Mainz - Mit einem an vielen Stellen erneuerten Landesjagdgesetz will die rheinland-pfälzische Landesregierung auf den Klimawandel reagieren, den Tierschutz stärken und gleichzeitig Grundbesitzern und Landwirten mehr Freiheiten einräumen. 

Landesjagdgesetz Rheinland-Pfalz
Neue Abschussregeln, Verbote bestimmter Jagdpraktiken, weniger Bürokratie, mehr Fokus auf den Klimawandel - das Landesjagdgesetz für Rheinland-Pfalz soll grundlegend erneuert werden.
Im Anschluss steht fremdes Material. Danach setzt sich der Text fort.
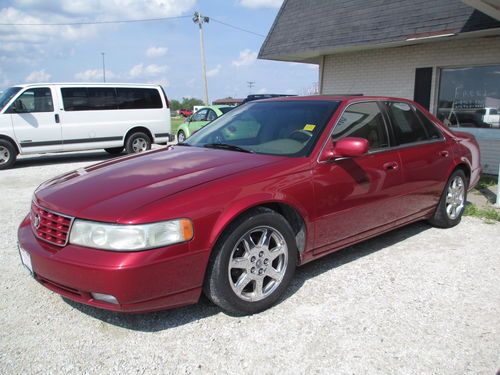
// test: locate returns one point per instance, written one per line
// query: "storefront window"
(470, 97)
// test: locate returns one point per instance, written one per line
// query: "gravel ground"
(418, 300)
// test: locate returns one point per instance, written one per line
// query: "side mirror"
(349, 147)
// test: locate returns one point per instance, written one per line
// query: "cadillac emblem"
(36, 221)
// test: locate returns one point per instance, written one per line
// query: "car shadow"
(162, 320)
(80, 157)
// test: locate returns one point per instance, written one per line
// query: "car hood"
(109, 190)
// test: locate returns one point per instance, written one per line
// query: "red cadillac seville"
(232, 211)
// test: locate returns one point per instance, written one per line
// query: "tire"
(137, 142)
(114, 150)
(246, 273)
(181, 137)
(451, 206)
(8, 154)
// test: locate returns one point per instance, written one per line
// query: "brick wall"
(391, 71)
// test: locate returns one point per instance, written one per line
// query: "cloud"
(154, 52)
(213, 72)
(38, 76)
(152, 70)
(247, 57)
(254, 4)
(94, 75)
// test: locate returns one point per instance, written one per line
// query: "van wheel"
(114, 150)
(8, 154)
(137, 142)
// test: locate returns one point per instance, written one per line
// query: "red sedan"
(233, 210)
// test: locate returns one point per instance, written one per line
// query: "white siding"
(391, 72)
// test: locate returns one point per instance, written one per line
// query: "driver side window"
(363, 120)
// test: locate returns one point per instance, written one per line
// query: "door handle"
(391, 166)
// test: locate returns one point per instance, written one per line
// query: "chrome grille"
(50, 226)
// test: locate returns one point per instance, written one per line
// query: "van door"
(35, 121)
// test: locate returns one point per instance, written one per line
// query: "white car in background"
(59, 117)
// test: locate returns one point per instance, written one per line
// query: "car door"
(425, 156)
(356, 195)
(36, 121)
(198, 120)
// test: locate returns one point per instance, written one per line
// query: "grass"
(489, 215)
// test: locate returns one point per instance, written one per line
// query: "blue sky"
(164, 52)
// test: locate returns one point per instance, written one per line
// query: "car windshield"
(225, 109)
(289, 128)
(7, 95)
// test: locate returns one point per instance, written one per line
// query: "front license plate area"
(26, 259)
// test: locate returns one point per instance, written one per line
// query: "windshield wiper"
(225, 146)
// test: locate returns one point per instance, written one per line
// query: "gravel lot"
(418, 300)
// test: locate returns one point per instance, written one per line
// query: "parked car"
(234, 215)
(185, 112)
(57, 117)
(199, 119)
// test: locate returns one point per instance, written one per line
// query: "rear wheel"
(137, 142)
(114, 150)
(252, 263)
(8, 154)
(452, 203)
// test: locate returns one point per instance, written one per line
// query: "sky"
(165, 52)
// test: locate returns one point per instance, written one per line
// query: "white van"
(58, 117)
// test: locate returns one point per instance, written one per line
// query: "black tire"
(114, 150)
(181, 137)
(8, 154)
(137, 142)
(222, 279)
(451, 206)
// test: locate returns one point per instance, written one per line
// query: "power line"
(94, 22)
(237, 27)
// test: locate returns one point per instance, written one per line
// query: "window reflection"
(470, 97)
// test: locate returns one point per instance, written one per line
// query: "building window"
(470, 97)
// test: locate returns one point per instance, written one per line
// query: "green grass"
(486, 181)
(489, 215)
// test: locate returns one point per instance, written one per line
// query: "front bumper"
(141, 281)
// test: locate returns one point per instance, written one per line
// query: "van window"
(137, 98)
(34, 100)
Ein Großprojekt. (c) Bergringfoto - fotolia.com
Ein zentraler Bestandteil des Gesetzentwurfs, der am Dienstag vom Kabinett in Mainz gebilligt wurde, ist nach Angaben von Umweltstaatssekretär Erwin Manz (Grüne) eine stärkere Ausrichtung der Jagd auf die in Folge des Klimawandels nötige Walderneuerung. In Kraft treten dürfte das neue Regelwerk aber erst im Jahr 2025.

Umweltministerin Katrin Eder (Grüne) sagte, mit dem Regierungsentwurf mache sich Rheinland-Pfalz auf den Weg, eines der modernsten Jagdrechte in Deutschland zu bekommen. Auch die «gravierenden Folgen des Klimawandels» machten gesetzliche Anpassungen nötig. Eine umfassende Novellierung der jagdrechtlichen Vorschriften ist auch Teil des Koalitionsvertrages der Ampel in Mainz.

Vorgesehen sind aus Tierschutzgründen Verbote einiger Jagdpraktiken. Nicht mehr geduldet werden soll die Ausbildung von Jagdhunden an flugunfähig gemachten lebenden Enten oder die laut Ministerium für Hunde gefährliche Jagd in Dachs- und Fuchsbauten. Fanggeräte, die sofort töten, wie für Baum- und Steinmarder gebaute Totschlagfallen, sollen gänzlich untersagt werden. Nach einer Übergangsfrist von fünf Jahren soll ein Verbot von bleihaltiger Munition gelten, damit dieses Schwermetall nicht weiter in die Ökosysteme gelangt.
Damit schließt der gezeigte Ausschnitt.